An update on ECLSTS 2020

I spoke with Dan at Star Hobby, and he confirmed that the show will be at the Timonium, MD state fairgrounds on

*13 and 14 March 2020*.

The new venue and dates are on the ECLSTS web site, but he had not yet had a chance to change all the York graphics

http://www.eclsts.com/

He is working on hotels to find a good rate, and I will try to keep in contact with him in that regard.


Jerry


----------



## Dave Meashey (Jan 2, 2008)

Hi Jerry;

I attended Steve King's battery/steam-up in Rocky Mount, VA yesterday. While there, I had a chat with Jim Stapleton regarding live steamers at the new venue. Jim used a very colorful term for the State of Maryland, and informed me that the state has some strange ideas and regulations regarding miniature steam apparatus. ( I won't repeat Jim's expression here. I only want to give information and not start a firestorm.) Jim is also concerned that the Fire Marshal having jurisdiction over the fairgrounds may not even allow us to light up in the hall.
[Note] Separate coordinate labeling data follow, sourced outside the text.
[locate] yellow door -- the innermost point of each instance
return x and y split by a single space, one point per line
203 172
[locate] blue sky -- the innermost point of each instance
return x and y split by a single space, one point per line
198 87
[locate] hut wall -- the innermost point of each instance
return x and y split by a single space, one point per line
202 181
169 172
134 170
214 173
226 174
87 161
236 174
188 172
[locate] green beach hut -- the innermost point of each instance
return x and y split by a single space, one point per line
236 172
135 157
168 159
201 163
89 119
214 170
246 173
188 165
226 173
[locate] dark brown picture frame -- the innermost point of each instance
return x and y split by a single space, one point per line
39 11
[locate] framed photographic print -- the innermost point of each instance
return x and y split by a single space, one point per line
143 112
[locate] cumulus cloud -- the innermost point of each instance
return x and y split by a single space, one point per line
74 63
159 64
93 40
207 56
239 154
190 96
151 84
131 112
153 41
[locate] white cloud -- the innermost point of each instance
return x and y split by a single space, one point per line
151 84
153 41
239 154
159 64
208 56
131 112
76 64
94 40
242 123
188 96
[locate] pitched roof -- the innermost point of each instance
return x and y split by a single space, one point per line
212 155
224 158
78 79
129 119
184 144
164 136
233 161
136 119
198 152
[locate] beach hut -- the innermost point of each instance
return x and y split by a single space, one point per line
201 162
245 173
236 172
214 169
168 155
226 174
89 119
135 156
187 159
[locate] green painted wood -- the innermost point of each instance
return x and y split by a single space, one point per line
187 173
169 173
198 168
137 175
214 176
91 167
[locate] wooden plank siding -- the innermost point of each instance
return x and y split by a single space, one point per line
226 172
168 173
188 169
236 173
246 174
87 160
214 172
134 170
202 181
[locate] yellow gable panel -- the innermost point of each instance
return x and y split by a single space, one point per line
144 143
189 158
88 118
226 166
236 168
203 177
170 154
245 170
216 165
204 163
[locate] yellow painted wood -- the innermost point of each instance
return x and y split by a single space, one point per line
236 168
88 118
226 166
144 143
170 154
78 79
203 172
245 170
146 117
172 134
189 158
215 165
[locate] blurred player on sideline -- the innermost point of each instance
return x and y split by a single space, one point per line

I thought I had better give the live steam enthusiasts a "heads up." Perhaps things will turn out better than expected. 

I have also attached a photo of Jason Kovac's scratch built DeWinton strutting its stuff yesterday.









Best Wishes,
David Meashey


----------



## Pete Thornton (Jan 2, 2008)

Jim has a very jaundiced view of the State of MD. We had a similar discussion about steam at the B&O RR Museum, as the ride-on guys would bring their trains and a portable track. 

Clem ran his Warrior Run layout with many live steamers running in the Cow Palace at the GSTS . I have lots of pics.


----------